French insurance companies Scor and CNP posted higher first-half earnings on Wednesday after managing to ride out the credit crisis in the global financial markets.
Scor, the world’s fifth-biggest reinsurer, said first-half net profit rose 24 percent from last year to €225 million ($331 million).
Earnings were partly boosted by last year’s takeover of Swiss rival Converium — a deal which made the French company the fifth-biggest player in the global reinsurance industry.
Scor’s profit rise trumped the performances of larger rivals Munich Re and Swiss Re, the world’s two biggest reinsurers who both reported lower earnings earlier this month following large write downs related to the credit crunch.

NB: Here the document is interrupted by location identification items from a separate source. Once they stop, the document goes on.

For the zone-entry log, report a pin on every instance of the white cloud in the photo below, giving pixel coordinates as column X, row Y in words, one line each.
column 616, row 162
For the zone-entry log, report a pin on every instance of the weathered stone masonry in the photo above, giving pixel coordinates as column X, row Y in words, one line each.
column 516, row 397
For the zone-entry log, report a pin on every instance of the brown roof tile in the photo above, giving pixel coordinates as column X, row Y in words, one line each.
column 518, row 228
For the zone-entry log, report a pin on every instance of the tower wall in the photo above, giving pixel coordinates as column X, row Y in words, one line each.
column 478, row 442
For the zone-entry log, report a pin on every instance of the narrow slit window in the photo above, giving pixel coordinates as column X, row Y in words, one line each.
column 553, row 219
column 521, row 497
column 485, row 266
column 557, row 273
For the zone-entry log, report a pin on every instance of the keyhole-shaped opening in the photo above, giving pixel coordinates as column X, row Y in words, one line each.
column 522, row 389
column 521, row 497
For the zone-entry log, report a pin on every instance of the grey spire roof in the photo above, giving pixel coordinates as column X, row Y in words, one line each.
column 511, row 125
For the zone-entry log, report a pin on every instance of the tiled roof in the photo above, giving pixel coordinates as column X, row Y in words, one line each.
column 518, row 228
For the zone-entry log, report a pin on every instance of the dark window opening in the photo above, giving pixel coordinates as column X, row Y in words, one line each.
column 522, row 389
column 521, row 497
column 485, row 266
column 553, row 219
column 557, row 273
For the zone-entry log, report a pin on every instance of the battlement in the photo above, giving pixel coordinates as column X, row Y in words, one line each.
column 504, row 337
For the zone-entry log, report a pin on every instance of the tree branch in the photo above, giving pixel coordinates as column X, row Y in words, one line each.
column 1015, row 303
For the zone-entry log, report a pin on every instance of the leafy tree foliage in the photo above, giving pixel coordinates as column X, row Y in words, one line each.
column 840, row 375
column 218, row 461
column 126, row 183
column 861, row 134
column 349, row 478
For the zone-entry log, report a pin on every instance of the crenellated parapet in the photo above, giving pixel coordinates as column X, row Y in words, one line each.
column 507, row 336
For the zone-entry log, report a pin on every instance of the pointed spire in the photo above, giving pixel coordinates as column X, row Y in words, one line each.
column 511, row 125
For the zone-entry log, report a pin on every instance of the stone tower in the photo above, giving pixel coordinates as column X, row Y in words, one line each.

Scor said it had a relatively limited exposure of €42 million ($62 million) to the U.S. subprime mortgage crisis.
CNP, France’s biggest personal insurer, also said it had seen little impact on its performance from the credit market turmoil.
“Our solvency ratios provide evidence of our very robust financial position, particularly as our asset backed securities (ABS) portfolio has virtually no exposure to the market segments that are currently in crisis,” said CNP Chief Executive Gilles Benoist.
CNP said its first-half net profit edged up 1.1 percent to €574 million ($846.3 million). The company also kept its 2008 target for double digit growth in attributable recurring profit.
French state-owned bank Caisse des Depots (CDC), the country’s Post Office and mutually owned bank Groupe Caisse d’Epargne together own around 75 percent of CNP.
CNP shares closed at €80.98 ($119.40) on Tuesday, giving the company a stock market value of around €12 billion ($17.7 billion).
Scor shares closed at €15.52 ($22.88), giving Scor a market capitalization of around €2.9 billion ($4.27 billion).
Both Scor and CNP shares have fallen roughly 10 percent since the start of the year, compared with a 24 percent fall in the DJ Stoxx European insurance index.